Il contributo straordinario sulle retribuzioni elevate
Il Governo propone di richiedere uno sforzo di solidarietà alle imprese mediante l’assoggettamento ad un prelievo eccezionale dei compensi elevati corrisposti o spettanti a qualunque titolo (stipendi, gettoni di presenza, premi di produzione, partecipazioni, stock option, ecc.) ai propri dipendenti e dirigenti nel 2013 e nel 2014. Il contributo straordinario sarà pari al 50% della frazione di compenso lordo che eccede un milione di euro, ma non potrà superare il 5% del volume d’affari dichiarato dall’impresa per il 2013 e per il 2014.
470 imprese per compensi attribuiti a circa 1.000 dirigenti e dipendenti sono interessate che si tradurrebbe in maggiori entrate per 260 milioni di euro nel 2014 e per 160 milioni di euro nel 2015.
 
L’ammortamento accelerato per i robot industriali
Per favorire il rilancio economico attraverso il miglioramento del processo produttivo e l’utilizzo di tecnologie del futuro, alle piccole e medie imprese che tra il primo ottobre 2013 e il 31 dicembre 2015 effettuano investimenti nel campo della robotica per la produzione industriale, così come definita dalla norma EN ISO 8373, è concessa la possibilità di ammortizzare le immobilizzazioni in un periodo di 24 mesi.
La misura sarebbe applicata nei limiti degli aiuti c.d. “de minimis”. 
 
La proroga del regime agevolativo per le “giovani imprese innovative”

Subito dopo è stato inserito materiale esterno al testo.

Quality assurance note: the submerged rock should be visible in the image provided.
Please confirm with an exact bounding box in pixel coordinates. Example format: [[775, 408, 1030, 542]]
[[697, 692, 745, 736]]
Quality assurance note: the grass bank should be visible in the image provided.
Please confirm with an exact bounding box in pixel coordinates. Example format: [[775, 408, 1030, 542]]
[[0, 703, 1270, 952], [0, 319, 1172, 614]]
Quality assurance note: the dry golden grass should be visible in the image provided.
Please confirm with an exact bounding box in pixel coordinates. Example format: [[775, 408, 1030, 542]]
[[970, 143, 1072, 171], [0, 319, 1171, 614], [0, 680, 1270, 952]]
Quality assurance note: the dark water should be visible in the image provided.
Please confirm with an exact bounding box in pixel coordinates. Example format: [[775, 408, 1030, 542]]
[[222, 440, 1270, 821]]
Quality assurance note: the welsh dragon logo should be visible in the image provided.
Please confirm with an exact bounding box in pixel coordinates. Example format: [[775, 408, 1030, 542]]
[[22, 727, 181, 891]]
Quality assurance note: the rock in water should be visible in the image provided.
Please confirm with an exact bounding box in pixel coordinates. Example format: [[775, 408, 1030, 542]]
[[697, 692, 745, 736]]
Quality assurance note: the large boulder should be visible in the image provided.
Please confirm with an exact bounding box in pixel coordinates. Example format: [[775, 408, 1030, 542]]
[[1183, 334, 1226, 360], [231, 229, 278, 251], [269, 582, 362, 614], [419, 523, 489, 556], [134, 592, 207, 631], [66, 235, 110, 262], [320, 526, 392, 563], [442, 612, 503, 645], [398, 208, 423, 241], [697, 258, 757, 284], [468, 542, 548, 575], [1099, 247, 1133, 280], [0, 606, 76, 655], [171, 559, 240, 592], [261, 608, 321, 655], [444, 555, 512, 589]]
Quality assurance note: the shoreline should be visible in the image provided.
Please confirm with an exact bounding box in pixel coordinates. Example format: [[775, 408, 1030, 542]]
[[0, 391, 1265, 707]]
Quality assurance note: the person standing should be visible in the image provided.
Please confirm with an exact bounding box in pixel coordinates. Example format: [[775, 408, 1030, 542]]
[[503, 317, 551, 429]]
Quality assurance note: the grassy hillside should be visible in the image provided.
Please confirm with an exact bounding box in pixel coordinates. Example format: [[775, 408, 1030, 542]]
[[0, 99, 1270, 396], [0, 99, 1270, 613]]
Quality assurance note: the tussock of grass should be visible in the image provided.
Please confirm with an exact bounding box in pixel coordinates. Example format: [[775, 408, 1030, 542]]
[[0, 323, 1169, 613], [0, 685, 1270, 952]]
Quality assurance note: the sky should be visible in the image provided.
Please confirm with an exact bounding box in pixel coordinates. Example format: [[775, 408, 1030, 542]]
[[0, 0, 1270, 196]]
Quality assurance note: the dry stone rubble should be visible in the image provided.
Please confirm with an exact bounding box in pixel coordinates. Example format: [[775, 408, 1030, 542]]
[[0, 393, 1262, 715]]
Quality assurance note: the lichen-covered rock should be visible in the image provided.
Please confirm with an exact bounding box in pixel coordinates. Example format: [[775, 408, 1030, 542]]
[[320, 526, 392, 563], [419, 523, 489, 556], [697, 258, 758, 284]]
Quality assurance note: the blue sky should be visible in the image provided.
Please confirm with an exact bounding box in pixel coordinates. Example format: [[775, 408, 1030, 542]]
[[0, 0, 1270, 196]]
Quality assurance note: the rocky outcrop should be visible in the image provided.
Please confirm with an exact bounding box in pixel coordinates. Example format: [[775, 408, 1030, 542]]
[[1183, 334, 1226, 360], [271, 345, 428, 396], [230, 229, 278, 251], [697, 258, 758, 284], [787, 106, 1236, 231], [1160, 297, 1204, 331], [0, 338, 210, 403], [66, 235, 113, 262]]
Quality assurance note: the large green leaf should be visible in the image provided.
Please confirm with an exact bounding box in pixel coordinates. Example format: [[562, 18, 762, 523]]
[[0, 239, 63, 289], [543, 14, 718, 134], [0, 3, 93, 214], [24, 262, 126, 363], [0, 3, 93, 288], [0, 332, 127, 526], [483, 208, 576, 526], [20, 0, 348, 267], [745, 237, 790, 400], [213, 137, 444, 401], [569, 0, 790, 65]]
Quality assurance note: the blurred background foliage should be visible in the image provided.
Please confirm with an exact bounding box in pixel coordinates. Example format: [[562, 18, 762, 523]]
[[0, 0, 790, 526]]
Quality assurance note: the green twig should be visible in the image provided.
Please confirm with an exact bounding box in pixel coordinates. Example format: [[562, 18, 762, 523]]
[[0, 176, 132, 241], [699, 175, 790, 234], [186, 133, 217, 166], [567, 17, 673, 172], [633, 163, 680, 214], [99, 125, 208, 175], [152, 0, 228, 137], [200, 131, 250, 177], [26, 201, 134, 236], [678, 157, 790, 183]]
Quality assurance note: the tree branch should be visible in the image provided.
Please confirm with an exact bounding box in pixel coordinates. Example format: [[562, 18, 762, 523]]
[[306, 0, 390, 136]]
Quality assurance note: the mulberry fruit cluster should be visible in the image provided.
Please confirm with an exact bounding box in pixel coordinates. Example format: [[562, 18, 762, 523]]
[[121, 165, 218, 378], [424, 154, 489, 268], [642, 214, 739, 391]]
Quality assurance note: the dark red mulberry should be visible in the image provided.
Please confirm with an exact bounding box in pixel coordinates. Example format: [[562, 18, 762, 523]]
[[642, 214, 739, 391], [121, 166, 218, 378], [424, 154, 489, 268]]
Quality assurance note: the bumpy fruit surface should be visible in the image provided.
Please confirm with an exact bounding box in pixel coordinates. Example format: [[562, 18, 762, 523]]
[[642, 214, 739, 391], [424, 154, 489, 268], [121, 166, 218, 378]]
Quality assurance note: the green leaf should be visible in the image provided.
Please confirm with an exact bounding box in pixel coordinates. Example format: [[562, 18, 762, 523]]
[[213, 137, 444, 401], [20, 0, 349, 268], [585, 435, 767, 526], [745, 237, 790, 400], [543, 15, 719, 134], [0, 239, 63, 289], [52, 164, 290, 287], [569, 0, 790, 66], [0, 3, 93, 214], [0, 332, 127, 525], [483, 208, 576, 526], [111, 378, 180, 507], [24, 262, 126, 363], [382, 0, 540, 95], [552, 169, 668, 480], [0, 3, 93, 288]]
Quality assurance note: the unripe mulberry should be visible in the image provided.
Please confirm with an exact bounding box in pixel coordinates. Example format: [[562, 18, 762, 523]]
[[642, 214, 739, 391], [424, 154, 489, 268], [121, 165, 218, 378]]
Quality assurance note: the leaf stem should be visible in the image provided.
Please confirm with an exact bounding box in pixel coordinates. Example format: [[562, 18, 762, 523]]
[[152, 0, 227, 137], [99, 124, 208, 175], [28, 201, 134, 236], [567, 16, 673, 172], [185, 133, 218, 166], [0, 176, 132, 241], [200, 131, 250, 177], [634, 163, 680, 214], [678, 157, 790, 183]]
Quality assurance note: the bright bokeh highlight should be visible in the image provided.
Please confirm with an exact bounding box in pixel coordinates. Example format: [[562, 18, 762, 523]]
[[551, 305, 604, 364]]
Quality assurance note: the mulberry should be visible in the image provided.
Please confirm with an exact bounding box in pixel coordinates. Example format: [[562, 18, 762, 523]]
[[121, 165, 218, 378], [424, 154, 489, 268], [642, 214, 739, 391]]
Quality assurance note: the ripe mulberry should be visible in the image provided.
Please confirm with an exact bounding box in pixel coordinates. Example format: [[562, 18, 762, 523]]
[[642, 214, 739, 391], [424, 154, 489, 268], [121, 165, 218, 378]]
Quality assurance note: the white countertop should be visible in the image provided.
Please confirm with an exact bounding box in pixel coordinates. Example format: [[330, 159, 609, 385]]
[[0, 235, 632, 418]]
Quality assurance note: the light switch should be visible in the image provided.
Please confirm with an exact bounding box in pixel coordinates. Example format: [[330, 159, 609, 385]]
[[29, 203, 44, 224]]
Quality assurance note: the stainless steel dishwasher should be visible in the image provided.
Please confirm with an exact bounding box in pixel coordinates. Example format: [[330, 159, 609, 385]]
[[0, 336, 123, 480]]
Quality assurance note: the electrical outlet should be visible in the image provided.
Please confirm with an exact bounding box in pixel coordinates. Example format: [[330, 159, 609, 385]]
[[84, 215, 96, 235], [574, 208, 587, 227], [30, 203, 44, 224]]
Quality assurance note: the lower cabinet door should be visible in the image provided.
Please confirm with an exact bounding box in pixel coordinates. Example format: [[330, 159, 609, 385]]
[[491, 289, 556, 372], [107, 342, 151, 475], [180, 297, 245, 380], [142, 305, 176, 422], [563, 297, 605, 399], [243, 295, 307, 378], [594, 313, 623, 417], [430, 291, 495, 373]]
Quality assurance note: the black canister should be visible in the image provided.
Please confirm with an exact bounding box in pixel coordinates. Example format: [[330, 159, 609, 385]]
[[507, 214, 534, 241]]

Il regime “giovane impresa innovativa” (Jeune Entreprise Innovante - JEI), introdotto dalla legge finanziaria 2004, prevede che le piccole e medie imprese esistenti da meno di otto anni alla data del 1° gennaio 2004 o create tra il primo gennaio 2004 e il 31 dicembre 2013 - se sostengono spese di ricerca che rappresentano almeno il 15% dei costi totali dell’esercizio - possono beneficiare, nei limiti degli aiuti c.d. “de minimis”, delle seguenti agevolazioni fiscali e contributive:
  • non imponibilità dei ricavi realizzati nel primo esercizio a partire da quello in cui l’impresa assume la qualifica di JEI e imponibilità parziale, nella misura del 50%, nell’esercizio successivo;
  • esenzione dal pagamento dell’imposta forfettaria annuale (IFA) per tutto il periodo in cui l’impresa è una JEI;
  • esenzione dal pagamento delle imposte locali (imposta fondiaria sulle proprietà edificate-TFPB e contribuzione fondiaria a carico delle imprese-CFE), su delibera degli enti locali, per i primi sette anni in cui l’impresa assume la qualifica di JEI;
  • esonero totale dal versamento dei contributi dovuti dal datore di lavoro sulle retribuzioni pagate al personale addetto ai  progetti di ricerca e sviluppo per i primi tre anni ed esonero in misura digressiva fino al settimo anno successivo a quello in cui l’impresa assume al qualifica di JEI.
Il Governo intende prorogare la vigenza del regime agevolativo a favore delle imprese create fino al 31 dicembre 2016 e prevedere l’applicazione dell’esonero contributivo totale per i primi sette anni in cui l’impresa assume la qualifica di JEI. Inoltre, in conformità alla previsione, introdotta a decorrere dal primo gennaio 2013, secondo cui sono ammissibili al credito di imposta per la ricerca i costi riferiti all’attività di innovazione, viene proposta l’estensione dell’esonero contributivo anche ai contributi dovuti dal datore di lavoro sulle retribuzioni corrisposte al personale impiegato nell’attività di innovazione, per la realizzazione di prototipi o di installazioni pilota per mettere a punto nuovi prodotti.